CLASSIFICATION OF CRUDE OIL
I. SWEET AND SOUR CRUDE OIL
On the basis of sulphur content crude oil is classified as sweet crude oil or sour crude oil.
- Sweet Crude Oil. Petroleum is considered sweet if it contains less than 0.5% sulphur. Sweet crude oil contains small amounts of hydrogen sulphide and carbon dioxide. The term sweet originates because the low level of sulphur provides the oil with a mildly sweet taste and pleasant smell.
- Sour Crude Oil. Petroleum is considered sour if it contains more than 0.5% sulphur.
II. LIGHT AND HEAVY CRUDE OIL
On the basis of wax content and viscosity, crude oil is classified as light or heavy crude oil.
- Light Crude Oil. It is the crude oil with low wax content. It is less viscous.
- Heavy Crude Oil. It is the crude oil with higher wax content, It is more viscous and therefore is more difficult to transport and pump.
Do You Know?
- Sweet crude oil commands a higher price-than sour oil because it has. fewer environmental problems and requires less refining
- Light crude oil is more desirable than heavy crude oil because it produces higher yields of gasoline, kerosene and high quality diesel.

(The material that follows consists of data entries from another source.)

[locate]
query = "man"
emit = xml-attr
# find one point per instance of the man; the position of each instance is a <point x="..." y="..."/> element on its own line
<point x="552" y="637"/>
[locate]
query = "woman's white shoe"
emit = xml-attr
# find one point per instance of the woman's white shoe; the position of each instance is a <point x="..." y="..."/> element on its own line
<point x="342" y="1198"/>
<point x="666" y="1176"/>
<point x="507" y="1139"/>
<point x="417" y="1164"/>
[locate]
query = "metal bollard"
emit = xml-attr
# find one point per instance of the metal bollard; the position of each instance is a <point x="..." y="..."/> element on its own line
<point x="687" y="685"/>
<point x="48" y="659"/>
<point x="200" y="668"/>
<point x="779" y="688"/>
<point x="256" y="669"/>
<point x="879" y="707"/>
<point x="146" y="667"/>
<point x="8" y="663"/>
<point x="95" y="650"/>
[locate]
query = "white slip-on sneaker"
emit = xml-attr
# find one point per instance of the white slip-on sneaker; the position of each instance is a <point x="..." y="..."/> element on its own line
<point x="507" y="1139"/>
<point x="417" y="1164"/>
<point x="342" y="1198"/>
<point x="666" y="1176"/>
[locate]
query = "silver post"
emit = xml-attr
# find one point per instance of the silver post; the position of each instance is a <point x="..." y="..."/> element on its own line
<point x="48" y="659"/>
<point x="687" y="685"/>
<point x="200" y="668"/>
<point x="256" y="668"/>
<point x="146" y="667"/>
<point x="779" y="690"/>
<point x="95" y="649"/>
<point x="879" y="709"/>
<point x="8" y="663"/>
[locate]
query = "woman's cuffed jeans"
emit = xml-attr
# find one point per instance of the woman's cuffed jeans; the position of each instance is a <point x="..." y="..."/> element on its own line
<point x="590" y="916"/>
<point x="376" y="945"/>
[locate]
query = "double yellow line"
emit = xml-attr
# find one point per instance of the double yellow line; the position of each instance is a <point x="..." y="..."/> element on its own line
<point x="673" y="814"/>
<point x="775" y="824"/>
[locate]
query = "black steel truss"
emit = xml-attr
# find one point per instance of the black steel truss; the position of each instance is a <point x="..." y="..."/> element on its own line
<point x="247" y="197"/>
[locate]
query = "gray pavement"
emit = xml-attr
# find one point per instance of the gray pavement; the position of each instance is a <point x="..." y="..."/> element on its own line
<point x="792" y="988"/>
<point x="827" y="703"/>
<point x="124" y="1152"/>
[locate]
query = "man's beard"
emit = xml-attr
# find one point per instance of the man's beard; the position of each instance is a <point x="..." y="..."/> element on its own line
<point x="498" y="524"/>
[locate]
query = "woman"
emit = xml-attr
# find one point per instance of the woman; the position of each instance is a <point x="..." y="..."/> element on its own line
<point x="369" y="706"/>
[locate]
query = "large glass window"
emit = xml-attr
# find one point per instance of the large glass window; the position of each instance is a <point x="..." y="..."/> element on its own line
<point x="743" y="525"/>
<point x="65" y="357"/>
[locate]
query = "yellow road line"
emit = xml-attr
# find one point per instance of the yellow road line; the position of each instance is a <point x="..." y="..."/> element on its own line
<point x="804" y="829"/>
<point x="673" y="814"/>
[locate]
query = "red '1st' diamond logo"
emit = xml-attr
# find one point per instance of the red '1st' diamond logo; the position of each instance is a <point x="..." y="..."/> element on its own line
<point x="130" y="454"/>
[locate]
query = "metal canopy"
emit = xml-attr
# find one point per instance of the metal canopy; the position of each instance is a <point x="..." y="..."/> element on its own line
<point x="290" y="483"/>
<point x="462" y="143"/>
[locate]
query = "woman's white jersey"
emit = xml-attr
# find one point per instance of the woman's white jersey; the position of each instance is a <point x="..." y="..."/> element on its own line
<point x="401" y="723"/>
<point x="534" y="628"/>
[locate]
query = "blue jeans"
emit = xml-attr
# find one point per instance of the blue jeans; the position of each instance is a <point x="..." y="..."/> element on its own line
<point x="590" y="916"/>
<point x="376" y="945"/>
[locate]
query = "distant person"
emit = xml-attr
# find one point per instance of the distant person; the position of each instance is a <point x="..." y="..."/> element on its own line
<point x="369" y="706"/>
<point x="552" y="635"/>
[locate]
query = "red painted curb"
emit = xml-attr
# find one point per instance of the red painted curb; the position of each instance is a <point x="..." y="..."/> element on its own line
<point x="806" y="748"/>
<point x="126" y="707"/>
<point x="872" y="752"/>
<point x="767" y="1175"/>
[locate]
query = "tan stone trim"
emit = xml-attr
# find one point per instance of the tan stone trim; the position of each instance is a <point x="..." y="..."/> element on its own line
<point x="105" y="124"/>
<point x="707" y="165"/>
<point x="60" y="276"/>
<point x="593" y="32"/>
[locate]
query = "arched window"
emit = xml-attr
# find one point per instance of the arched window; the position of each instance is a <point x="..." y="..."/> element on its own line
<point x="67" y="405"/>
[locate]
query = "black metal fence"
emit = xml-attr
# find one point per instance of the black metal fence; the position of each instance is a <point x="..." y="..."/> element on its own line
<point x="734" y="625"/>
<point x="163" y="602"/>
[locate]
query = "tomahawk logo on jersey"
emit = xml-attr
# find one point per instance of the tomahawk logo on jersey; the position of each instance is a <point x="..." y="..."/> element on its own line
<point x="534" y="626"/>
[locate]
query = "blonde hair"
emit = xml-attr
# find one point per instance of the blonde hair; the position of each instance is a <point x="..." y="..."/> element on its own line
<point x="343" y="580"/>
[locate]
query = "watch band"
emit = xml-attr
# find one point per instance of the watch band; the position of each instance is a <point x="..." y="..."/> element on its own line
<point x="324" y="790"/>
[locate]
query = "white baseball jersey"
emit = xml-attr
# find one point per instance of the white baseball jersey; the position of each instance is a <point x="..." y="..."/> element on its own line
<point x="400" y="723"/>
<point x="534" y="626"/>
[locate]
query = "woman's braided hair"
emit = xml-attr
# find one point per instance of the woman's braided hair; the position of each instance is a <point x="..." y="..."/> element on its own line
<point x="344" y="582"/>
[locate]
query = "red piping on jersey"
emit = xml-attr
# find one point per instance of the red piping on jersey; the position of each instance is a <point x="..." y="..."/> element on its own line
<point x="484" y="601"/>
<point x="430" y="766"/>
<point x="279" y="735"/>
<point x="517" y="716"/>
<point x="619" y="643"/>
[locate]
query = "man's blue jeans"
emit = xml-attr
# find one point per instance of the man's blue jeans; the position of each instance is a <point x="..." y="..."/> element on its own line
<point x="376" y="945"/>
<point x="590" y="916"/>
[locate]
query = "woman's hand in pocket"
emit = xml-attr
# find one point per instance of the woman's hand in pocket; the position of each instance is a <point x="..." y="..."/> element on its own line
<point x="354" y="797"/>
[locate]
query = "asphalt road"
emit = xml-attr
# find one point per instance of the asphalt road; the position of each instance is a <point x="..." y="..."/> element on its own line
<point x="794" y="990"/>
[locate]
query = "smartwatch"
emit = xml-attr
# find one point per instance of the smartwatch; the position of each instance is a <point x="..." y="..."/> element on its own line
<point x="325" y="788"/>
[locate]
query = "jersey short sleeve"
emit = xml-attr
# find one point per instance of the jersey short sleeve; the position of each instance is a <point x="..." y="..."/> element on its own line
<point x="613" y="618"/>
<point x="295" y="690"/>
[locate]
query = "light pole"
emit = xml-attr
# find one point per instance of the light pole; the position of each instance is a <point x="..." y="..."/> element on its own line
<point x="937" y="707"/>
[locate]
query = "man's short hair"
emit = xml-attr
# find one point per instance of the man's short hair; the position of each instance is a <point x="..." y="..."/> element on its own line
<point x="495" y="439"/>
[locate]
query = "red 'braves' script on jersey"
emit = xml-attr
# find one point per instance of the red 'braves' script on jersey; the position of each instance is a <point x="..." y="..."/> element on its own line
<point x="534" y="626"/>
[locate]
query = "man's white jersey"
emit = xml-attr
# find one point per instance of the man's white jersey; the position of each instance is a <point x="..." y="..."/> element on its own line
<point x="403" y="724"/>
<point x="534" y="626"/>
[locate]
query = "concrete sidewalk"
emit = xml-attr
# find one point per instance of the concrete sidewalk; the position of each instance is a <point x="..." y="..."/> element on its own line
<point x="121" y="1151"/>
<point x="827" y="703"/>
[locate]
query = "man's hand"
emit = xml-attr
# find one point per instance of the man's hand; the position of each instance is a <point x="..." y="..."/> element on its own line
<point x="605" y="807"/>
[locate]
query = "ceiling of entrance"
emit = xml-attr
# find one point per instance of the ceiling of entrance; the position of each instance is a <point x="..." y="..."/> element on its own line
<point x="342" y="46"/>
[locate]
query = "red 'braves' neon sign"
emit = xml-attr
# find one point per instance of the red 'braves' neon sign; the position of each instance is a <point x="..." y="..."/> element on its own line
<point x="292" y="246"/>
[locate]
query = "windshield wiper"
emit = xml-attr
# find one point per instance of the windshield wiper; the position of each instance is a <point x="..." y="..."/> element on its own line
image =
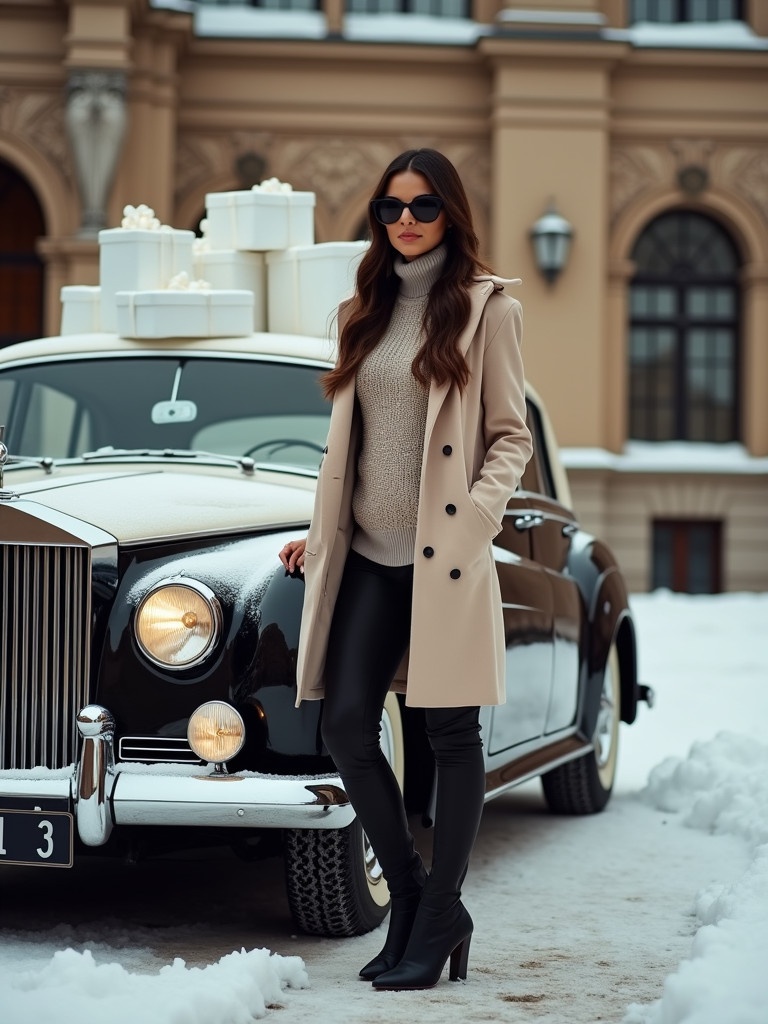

CLASSIFICATION ON THE BASIS OF API GRAVITY
The American Petroleum Institute gravity or API gravity is a measure of how heavy or light a petroleum liquid is compared to water. If API gravity of petroleum is greater than 10, is lighter and floats on water, if less than 10, it is heavier and sinks. API gravity is used to compare the relative densities of petroleum liquids.
For example, if one petroleum liquid floats on another and is therefore less dense. It has a greater API gravity.
Crude oil is classified as light, medium or heavy according to its measured API gravity
- Light Oil has an APl gravity higher than 31.1o API
- Medium Oil has an API gravity between 22.3o API and 31.1 °API
- Heavy Oil has an API gravity below 22.3o API
Do You Know?
- Crude oil with an API gravity between 40° and 45° commands the highest price.
- Crude oil with API gravity less than 10° API is referred to as extra heavy oil or bitumen.
IV. CLASSIFICATION OF CRUDE OIL BY GEOGRAPHIC LOCATION
The oil industry also classifies crude oil by the geographic location of its origin. Some classes of crude on this basis are given below:
1.West Texas Intermediate (WTI) is the reference used for North American Crude oil. It is very high quality sweet light oil.
2.Brent Crude or Brent Blend is the benchmark used for crude oil from North Sea. Brent Blend is a light crude oil though not as light as WTI.
3.Dubai-Oman is the benchmark used for the crude oil from Middle East
4.OPEC Basket is the reference used for crude oils from various OPEC (The Organisation of the Petroleum Exporting Countries) countries.
Thus, crude oils from different sources have different qualities and hence command different prices.
Now, can you answer why there are differences in prices, for the same quantity of crude oil from different sources.